Im Zeitalter der Medien wird das Verweilen bei Gedanken, die zu einem Ausflug einladen, als Zeitvergeudung angesehen. Das Erzählen von Geschichten bleibt den Kitas überlassen. Es wäre jedoch nicht verkehrt, wenn die vielen Leitartikler, Kommentatoren, Entertainer, Showmaster und Berichterstatter in die Schule orientalischer Märchenerzähler gingen, um zu lernen, wie man Spannung erzeugt und Aufmerksamkeit erregt.
Wer die Kunst des Erzählens beherrschen möchte, muss sich darauf verstehen, wie man streunende Gedanken einfängt, müde Gedanken munter macht und schlummernde Gedanken weckt. Er muss die Gedanken, Ängste oder Träume, die wir haben, formulieren können. Der Erzähler macht aus Worten Melodien und bringt Farbe in die Sprache. Das ist das Geheimnis, weshalb man ihm gerne zuhört und der Grund, weshalb er oft ein Aha-Erlebnis auslöst.
Fabel
Während wir heute kurz und bündig sagen: es kommt nicht auf die Menge an, sondern auf den Wert, erzählt der Dichter Äsop eine Fabel: „Man machte der Löwin den Vorwurf, dass sie nur ein Junges zur Welt brächte. Ja, sprach sie, nur eines, aber einen Löwen.“ Darauf kommt es an, dass man nicht massenhaft Kretins hervorbringt. Und Lessing fabuliert, als habe er die Situation nach dem Zweiten Vaticanum vorausgesehen: „Eine alte Kirche welche den Sperlingen ungezählte Nester gab, ward ausgebessert. Als sie nun in ihrem neuen Glanz da stand, kamen die Sperlinge wieder, ihre alten Wohnungen zu suchen. Allein sie fanden sie alle vermauert. Zu was, schrien sie, taugt denn nun das große Gebäude? Kommt, verlasst den unbrauchbaren Steinhaufen!“ Ja, mancher sucht nichts weiter in der Kirche, als eine Nische, in der er sein Nest bauen und sich darin verstecken kann.
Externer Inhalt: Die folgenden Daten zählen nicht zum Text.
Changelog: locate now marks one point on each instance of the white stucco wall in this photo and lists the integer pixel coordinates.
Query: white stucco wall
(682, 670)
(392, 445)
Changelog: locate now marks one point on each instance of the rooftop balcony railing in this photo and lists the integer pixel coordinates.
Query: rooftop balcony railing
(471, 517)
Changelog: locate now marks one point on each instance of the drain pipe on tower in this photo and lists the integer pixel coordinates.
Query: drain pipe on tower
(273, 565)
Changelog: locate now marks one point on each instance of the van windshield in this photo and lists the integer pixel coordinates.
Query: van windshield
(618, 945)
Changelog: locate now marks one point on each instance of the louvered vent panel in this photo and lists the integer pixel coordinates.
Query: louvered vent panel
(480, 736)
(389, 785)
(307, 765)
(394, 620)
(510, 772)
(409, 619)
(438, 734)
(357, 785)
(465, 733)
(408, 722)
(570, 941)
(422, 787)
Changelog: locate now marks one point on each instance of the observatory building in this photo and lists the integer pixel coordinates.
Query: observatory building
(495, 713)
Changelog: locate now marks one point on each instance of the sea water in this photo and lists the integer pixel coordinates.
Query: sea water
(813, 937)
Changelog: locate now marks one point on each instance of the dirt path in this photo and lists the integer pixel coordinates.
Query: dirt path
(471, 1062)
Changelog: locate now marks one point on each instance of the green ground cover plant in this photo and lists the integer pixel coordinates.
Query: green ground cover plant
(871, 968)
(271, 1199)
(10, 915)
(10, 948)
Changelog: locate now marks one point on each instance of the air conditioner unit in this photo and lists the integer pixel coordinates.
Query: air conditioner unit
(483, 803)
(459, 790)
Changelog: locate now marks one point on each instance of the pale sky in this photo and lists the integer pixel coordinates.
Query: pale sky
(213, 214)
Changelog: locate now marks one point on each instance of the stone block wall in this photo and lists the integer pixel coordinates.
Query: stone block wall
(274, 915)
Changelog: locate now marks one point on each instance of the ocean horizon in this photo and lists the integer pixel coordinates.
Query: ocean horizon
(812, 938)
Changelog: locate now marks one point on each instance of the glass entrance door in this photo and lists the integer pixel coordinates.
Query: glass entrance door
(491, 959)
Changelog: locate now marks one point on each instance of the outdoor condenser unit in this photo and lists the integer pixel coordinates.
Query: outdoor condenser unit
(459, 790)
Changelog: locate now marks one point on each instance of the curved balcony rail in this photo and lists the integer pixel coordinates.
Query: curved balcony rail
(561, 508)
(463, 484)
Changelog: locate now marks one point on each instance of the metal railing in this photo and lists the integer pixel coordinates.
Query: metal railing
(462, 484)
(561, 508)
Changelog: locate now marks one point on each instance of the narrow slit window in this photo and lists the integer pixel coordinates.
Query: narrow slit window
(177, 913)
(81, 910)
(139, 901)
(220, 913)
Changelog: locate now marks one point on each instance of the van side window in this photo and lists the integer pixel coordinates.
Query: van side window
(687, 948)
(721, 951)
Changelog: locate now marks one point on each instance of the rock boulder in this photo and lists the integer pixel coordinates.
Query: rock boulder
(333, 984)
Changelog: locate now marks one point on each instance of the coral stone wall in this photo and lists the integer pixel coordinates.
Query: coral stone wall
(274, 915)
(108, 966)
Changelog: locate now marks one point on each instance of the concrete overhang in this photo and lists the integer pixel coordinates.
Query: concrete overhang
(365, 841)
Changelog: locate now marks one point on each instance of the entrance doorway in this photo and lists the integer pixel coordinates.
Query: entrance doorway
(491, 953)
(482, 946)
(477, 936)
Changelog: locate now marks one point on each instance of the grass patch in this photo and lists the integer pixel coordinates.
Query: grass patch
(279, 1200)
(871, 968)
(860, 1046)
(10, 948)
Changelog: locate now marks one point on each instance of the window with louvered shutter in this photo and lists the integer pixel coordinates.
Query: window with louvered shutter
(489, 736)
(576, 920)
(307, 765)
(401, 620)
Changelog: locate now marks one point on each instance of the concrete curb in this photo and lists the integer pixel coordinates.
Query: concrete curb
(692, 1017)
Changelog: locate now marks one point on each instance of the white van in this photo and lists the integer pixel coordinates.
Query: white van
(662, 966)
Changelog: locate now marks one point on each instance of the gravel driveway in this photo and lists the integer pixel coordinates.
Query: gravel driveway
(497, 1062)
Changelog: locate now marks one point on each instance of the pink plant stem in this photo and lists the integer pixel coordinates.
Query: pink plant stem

Fabeln waren einmal eine beliebte literarische Gattung. Sie werden von der schnellen Information, der gerafften Wissensvermittlung oder der kurzen Nachricht verdrängt, denn geduldiges Hinhören wird heute weithin als Zeitverschwendung angesehen.
Fabeln sind eine unaufdringliche und elegante Form der Belehrung. Der Fabeldichter wählt einen Umweg, weil er weiß, dass Menschen eher zuhören, wenn sie den Eindruck haben, nicht sie, sondern andere wären gemeint. Er lässt sie mithören, wenn Tiere sich über Lebenserfahrung und Lebensweisheit belehren und hofft, dass er die Menschen dadurch nachdenklich, vielleicht sogar betroffen machen kann.